Ora, con un dito fermo cinque camionisti e trenta automobilisti, i
quali, se fossi stato sulle strisce senza un semaforo che mi desse
ragione, mi avrebbero messo sotto. Quelli che impestano l’aria che io
respiro, quelli per cui sulla loro strada (professionale e di asfalto) non
esiste nessun altro all’infuori dei loro famigliari, coloro per cui io non
esisto (come pedone e come persona) trecentosessantacinque giorni
meno venti secondi all’anno. Mettere me prima della loro automobile,
del loro diritto naturale, in qualità di automobilisti e di gente in
carriera, di passare per primi, è davvero una concessione che fanno
pochi secondi all’anno. Costa, ma si rifaranno al verde, con
l’acceleratore.
Loro non sanno che io prima ho fatto rischiosi tentativi per
attraversare la statale (sulle strisce e fuori dalle strisce), che al
semaforo ho aspettato che arrivasse un altro pedone, per essere almeno
in due, che ho cercato di passare con il rosso senza schiacciare il
pulsante (alla fine mi avrebbero travolto e dato torto, senza capire).

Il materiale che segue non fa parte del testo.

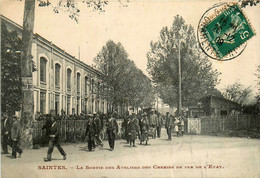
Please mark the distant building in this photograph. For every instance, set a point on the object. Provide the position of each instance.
(62, 82)
(214, 106)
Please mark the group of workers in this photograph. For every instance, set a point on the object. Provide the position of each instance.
(135, 125)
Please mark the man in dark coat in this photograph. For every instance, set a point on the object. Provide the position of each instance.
(90, 133)
(47, 127)
(124, 125)
(98, 128)
(169, 125)
(159, 123)
(6, 132)
(112, 130)
(133, 129)
(144, 126)
(15, 137)
(54, 140)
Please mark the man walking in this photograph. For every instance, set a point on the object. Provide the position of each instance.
(144, 129)
(90, 133)
(112, 129)
(15, 136)
(6, 132)
(98, 128)
(152, 123)
(168, 125)
(133, 129)
(54, 140)
(159, 123)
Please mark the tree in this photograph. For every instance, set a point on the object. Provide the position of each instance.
(237, 92)
(27, 65)
(11, 85)
(198, 77)
(245, 3)
(125, 84)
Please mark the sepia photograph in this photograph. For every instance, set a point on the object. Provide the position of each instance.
(129, 88)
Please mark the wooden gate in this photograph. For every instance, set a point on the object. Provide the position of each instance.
(194, 126)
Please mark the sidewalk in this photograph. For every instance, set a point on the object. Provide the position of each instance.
(222, 157)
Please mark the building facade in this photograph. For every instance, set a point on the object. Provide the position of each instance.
(62, 83)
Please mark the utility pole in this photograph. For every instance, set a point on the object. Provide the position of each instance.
(179, 71)
(26, 70)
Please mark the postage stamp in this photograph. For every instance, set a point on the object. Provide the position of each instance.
(226, 34)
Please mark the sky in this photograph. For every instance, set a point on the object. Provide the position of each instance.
(135, 26)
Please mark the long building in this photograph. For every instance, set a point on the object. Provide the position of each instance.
(62, 83)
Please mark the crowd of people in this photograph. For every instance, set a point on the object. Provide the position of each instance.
(134, 126)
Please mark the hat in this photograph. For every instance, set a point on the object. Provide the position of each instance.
(144, 114)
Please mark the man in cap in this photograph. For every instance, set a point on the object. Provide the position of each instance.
(112, 130)
(144, 129)
(153, 122)
(54, 140)
(90, 133)
(98, 128)
(169, 125)
(159, 123)
(6, 132)
(133, 129)
(15, 136)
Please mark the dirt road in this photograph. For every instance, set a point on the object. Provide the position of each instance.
(187, 156)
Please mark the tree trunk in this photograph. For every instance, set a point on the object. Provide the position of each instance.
(26, 64)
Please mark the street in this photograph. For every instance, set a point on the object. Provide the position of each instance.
(187, 156)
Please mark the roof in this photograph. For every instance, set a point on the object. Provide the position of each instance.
(38, 37)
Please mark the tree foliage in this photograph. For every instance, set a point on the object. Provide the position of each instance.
(11, 85)
(245, 3)
(71, 6)
(198, 77)
(126, 84)
(237, 92)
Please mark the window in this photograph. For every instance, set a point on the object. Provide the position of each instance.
(92, 86)
(43, 63)
(98, 89)
(68, 79)
(42, 102)
(68, 105)
(57, 104)
(57, 75)
(86, 86)
(78, 83)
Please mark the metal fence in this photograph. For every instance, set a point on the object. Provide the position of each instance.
(205, 125)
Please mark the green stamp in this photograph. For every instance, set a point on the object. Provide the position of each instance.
(228, 31)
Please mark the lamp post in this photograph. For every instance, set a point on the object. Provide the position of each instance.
(179, 74)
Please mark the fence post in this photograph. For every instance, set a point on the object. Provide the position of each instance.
(223, 121)
(237, 121)
(65, 129)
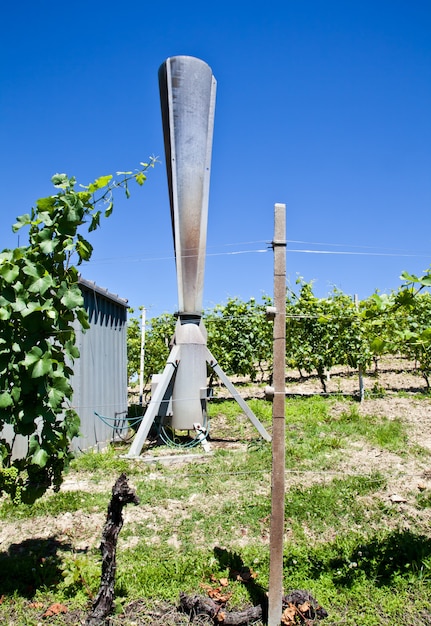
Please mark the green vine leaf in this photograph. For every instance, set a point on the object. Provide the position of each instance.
(40, 304)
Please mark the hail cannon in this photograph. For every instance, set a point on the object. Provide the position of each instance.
(187, 96)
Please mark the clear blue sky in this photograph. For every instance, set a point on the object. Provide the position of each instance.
(322, 105)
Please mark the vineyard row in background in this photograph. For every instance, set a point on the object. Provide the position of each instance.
(321, 333)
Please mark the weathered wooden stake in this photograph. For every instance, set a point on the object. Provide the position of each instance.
(275, 594)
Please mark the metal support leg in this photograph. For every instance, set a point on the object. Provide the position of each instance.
(234, 393)
(151, 412)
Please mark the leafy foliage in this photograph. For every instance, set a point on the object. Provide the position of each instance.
(40, 303)
(240, 337)
(323, 332)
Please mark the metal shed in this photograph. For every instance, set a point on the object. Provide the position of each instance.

Che non credo sia giusto esercitare questo mio diritto.
Ma visto che ormai l’ho schiacciato, tanto vale camminare piano,
dal momento che la durata del verde è sempre quella: venti,
lunghissimi, secondi.
Mi sento un inquinatore, io senza automobile.
Attraversare le dritte e veloci strade altrui è troppo.
Nella società di oggi non si hanno più diritti.